Since completing treatment three years ago, Bible has spoken about prostate cancer and proton therapy’s benefits to his church, his PTSD support group for veterans, at the Oklahoma Capitol and with many other individuals from across the state.

“Until you are in the situation where you have prostate cancer, it is hard to anticipate the kind of treatment or care you will need,” said Bible. “My hope is to share my experience with others so they know the risks of prostate cancer, what to watch for and understand all of their treatment options.”

According to the American Cancer Society, regular screenings are one of the most effective ways to prevent prostate cancer. Monitoring the amount of PSA through regularly scheduled blood tests is the most common screening. The PSA level usually increases significantly to signify prostate cancer, but it is important to have an open dialogue with a physician to monitor the possibility of prostate cancer development.

“About one in seven men will be diagnosed with prostate cancer at some point in his lifetime, and early detection is essential,” said Dr. Gary Larson, radiation oncologist. “Prostate cancer is more easily treated when caught early, and it is extremely important to be educated about early screening and treatment options so men can make the best decision for their case.”

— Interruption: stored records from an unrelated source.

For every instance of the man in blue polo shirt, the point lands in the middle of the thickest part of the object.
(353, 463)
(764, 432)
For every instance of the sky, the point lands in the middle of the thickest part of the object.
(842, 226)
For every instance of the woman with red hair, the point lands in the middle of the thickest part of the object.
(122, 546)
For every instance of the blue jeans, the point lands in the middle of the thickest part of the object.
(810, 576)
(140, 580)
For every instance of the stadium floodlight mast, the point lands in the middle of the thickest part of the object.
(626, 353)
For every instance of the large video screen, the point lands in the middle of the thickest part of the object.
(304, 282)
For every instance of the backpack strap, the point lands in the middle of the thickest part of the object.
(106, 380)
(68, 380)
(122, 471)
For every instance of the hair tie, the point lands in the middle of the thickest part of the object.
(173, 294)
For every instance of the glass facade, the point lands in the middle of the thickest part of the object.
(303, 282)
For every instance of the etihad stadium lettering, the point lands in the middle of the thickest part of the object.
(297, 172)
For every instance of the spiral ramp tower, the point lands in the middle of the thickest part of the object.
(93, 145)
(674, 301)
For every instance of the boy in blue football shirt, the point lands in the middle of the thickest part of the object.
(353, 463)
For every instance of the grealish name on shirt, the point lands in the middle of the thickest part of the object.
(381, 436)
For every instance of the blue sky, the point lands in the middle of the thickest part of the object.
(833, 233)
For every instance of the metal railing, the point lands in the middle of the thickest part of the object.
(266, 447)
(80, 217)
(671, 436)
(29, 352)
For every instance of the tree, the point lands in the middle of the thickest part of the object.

In recognition of National Prostate Cancer Awareness Month this September, the Oklahoma Proton Center offers the following information on prostate cancer risk factors and encourages Oklahomans to stay informed:

The risk of prostate cancer increases dramatically for men over 50.
According to the American Cancer Society, about six in ten cases of prostate cancer occur in men over the age of 65.

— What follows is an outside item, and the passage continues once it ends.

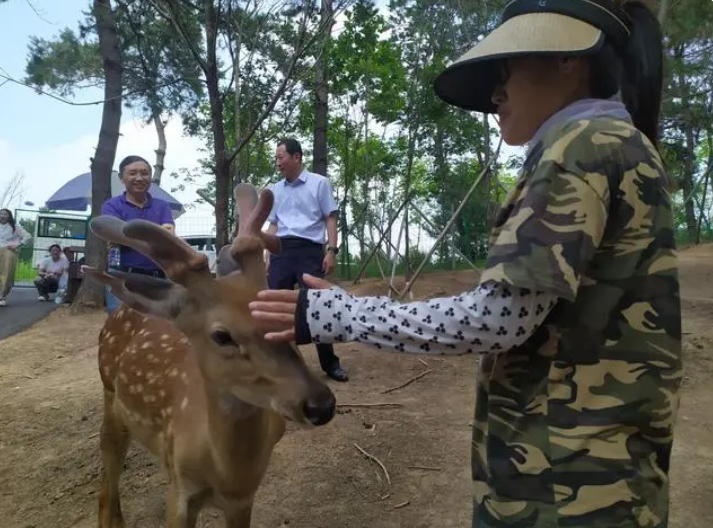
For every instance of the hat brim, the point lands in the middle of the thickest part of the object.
(468, 82)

A family history of prostate cancer can lead to a higher risk of diagnosis. Having a father or brother with prostate cancer more than doubles the risk of prostate cancer diagnosis, especially if the relatives were young at the time the cancer was found.

Obesity is associated with a higher risk of prostate cancer. Studies have found that obese men are more likely to be diagnosed with a more aggressive prostate cancer than men at a healthy weight.

Men of African American descent have higher risk of prostate cancer. According to the American Cancer Society, prostate cancer deaths occur twice as often in African-American men than Caucasian men. For unknown reasons, Asian-American and Hispanic men are less likely to be diagnosed with prostate cancer than Caucasian males.

Talk with your doctor. Certain risk factors can increase the likelihood that you will develop prostate cancer, but having one or several risk factors does not mean that you will be diagnosed. It is important to have an ongoing conversation with your physician to monitor your health and map out a care plan that’s right for you.